In a just a few decades, Dr. Gregg Keiffer, assistant professor of management in HBU’s Archie W. Dunham College of Business, has witnessed increments of changing thought adding up to big ramifications for education, and to its application within the business environment. “The idea of education has changed,” he said. “It used to be that a high school education was the baseline degree in the professional workforce. It’s changed now – an undergraduate degree is the baseline education.”
Keiffer worked for more than 20 years in data processing for a global company before earning his doctorate and entering academia. “Most of what we saw when I was first getting into corporate America was that they preferred for employees to have an undergraduate degree, but it was not necessarily a requisite,” he said. “When I was leaving corporate America, it was required for all new employees to have an undergraduate degree.
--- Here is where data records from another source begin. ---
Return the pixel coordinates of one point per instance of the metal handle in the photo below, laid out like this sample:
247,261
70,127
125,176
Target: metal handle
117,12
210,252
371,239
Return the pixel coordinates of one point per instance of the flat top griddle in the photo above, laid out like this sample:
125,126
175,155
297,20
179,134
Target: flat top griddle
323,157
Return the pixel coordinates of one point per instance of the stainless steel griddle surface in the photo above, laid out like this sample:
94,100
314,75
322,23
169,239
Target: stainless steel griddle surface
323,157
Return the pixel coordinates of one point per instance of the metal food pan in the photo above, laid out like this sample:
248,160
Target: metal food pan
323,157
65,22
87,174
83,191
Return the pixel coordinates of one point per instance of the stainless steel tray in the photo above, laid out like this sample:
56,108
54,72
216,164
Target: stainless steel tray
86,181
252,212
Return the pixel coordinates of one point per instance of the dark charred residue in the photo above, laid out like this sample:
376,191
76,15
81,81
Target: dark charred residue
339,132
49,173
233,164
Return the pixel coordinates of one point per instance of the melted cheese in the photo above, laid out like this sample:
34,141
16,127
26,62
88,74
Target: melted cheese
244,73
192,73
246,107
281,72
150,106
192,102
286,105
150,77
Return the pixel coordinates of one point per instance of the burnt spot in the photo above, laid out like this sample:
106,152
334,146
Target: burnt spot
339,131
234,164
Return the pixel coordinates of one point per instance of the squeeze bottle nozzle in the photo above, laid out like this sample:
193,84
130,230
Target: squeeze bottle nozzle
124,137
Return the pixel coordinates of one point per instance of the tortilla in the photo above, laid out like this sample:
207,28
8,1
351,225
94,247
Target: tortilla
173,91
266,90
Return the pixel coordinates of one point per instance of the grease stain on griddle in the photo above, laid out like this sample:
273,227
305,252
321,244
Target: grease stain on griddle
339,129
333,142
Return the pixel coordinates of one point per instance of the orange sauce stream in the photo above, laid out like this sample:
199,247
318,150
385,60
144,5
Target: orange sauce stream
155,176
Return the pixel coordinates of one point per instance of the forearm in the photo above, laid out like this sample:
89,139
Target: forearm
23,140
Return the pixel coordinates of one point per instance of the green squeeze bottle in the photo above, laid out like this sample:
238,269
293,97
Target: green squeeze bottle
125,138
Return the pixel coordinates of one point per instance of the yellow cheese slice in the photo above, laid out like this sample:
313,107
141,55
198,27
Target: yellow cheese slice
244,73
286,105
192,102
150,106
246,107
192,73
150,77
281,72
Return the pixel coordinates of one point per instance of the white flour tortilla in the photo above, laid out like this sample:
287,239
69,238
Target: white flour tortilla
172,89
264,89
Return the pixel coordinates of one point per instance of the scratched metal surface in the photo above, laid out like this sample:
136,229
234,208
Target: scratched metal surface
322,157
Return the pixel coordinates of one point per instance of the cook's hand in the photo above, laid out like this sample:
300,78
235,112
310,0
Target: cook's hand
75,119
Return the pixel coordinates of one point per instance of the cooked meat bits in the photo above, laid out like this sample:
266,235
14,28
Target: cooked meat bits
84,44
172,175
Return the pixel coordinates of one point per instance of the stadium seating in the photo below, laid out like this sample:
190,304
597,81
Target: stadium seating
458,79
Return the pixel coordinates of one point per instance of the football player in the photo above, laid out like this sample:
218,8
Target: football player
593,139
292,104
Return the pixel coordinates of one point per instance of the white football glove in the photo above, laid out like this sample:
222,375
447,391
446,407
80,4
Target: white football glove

So, the next thought is, ‘How can they differentiate the pool of candidates?’”
To the chagrin of many freshly minted, bachelor’s degree-carrying graduates, many starting-level jobs request additional qualifications to make the cut. “Organizations are fairly confused about what degrees mean today,” Keiffer explained. “Even entry-level job screeners often want several years of experience or the equivalent years of education, in addition to a bachelor’s degree.”
Hence, candidates are finding ways to set themselves apart – one of those ways is obtaining a graduate degree. “The pyramid gets narrower at the top,” Keiffer said.
Linda Abraham, founder and CEO of Accepted, a Los Angeles-based company specializing in helping college applicants optimize their application materials and enrollment process, has seen an uptick of students looking to get into graduate programs. “Our graduate business has been growing,” she said. “You see this trend that more and more degrees are required.”
In some careers in which an associate’s degree has traditionally sufficed, like nursing, now a bachelor’s degree is widely preferred. In other fields in which a bachelor’s degree was common – like social work – now a master’s is becoming standard. In areas like research, a doctorate, rather than a master’s, has become the expected degree.